Achaemenian Dynasty, (559–330 bce), ancient Iranian dynasty whose kings founded and ruled the Achaemenian Empire. Achaemenes (Persian Hakhamanish), the Achaemenians’ eponymous ancestor, is presumed to have lived early in the 7th century bce, but little is known of his life. From his son Teispes two lines of kings descended. The kings of the older line were Cyrus I, Cambyses I, Cyrus II (the Great), and Cambyses II. After the death of Cambyses II (522 bce) the junior line came to the throne with Darius I. The dynasty became extinct with the death of Darius III, following his defeat (330 bce) by Alexander the Great.
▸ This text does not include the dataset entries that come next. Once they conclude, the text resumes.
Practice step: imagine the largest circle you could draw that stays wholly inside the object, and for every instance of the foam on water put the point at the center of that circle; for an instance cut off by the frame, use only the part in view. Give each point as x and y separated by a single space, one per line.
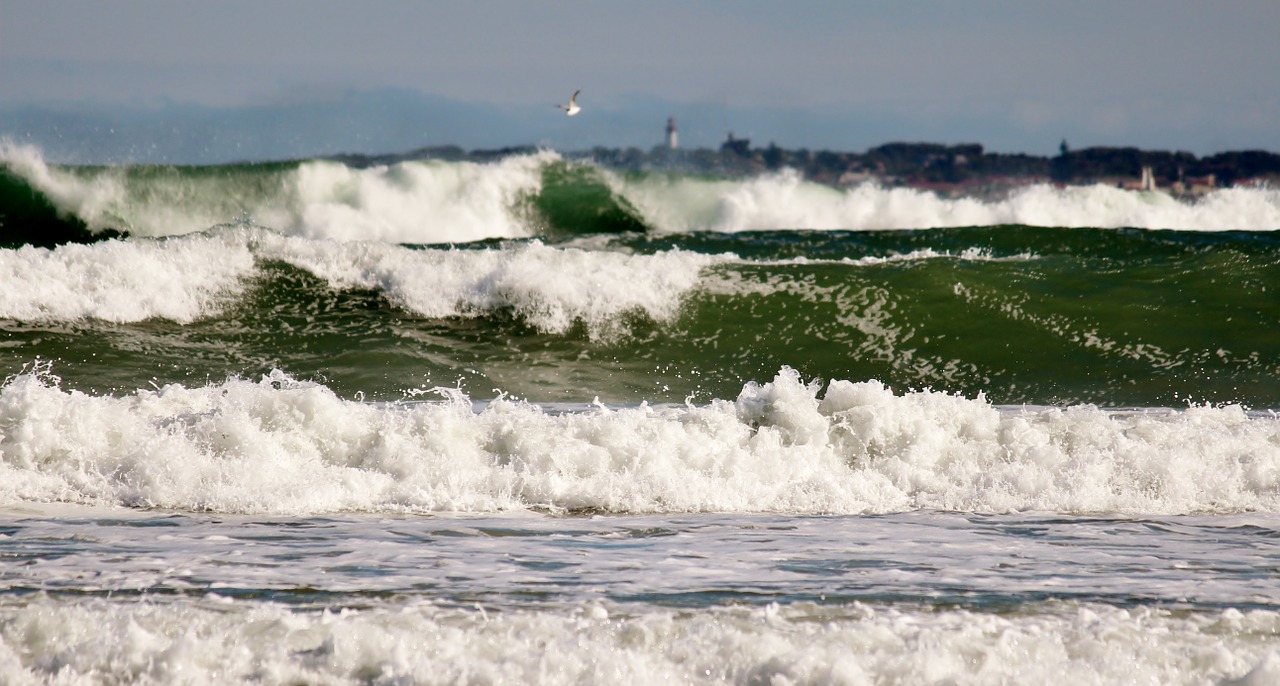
219 640
406 202
123 280
284 447
415 202
195 277
549 288
437 201
785 200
Probably the greatest of the Achaemenian rulers were Cyrus II (reigned 559–c. 529 bce), who actually established the empire and from whose reign it is dated; Darius I (522–486), who excelled as an administrator and secured the borders from external threats; and Xerxes I (486–465), who completed many of the buildings begun by Darius. During the time of Darius I and Xerxes I, the empire extended as far west as Macedonia and Libya and as far east as the Hyphasis (Beās) River; it stretched to the Caucasus Mountains and the Aral Sea in the north and to the Persian Gulf and the Arabian Desert in the south. The Achaemenian rule of conquered peoples was generally liberal; the empire itself was divided into provinces (satrapies), each administered by a satrap who underwent frequent inspections by officials reporting directly to the king. Royal inscriptions were usually trilingual, in Old Persian, Elamite, and Akkadian; Aramaic, however, was employed for imperial administration and diplomatic correspondence. Building activity was extensive during the height of the empire, and of the several Achaemenian capitals, the ruins at Pasargadae and at Persepolis are probably the most outstanding. Achaemenian sculptured reliefs and a great number of smaller art objects present a remarkably unified style for the period. Metalwork, especially in gold, was highly developed, and a variety of carefully executed examples survive.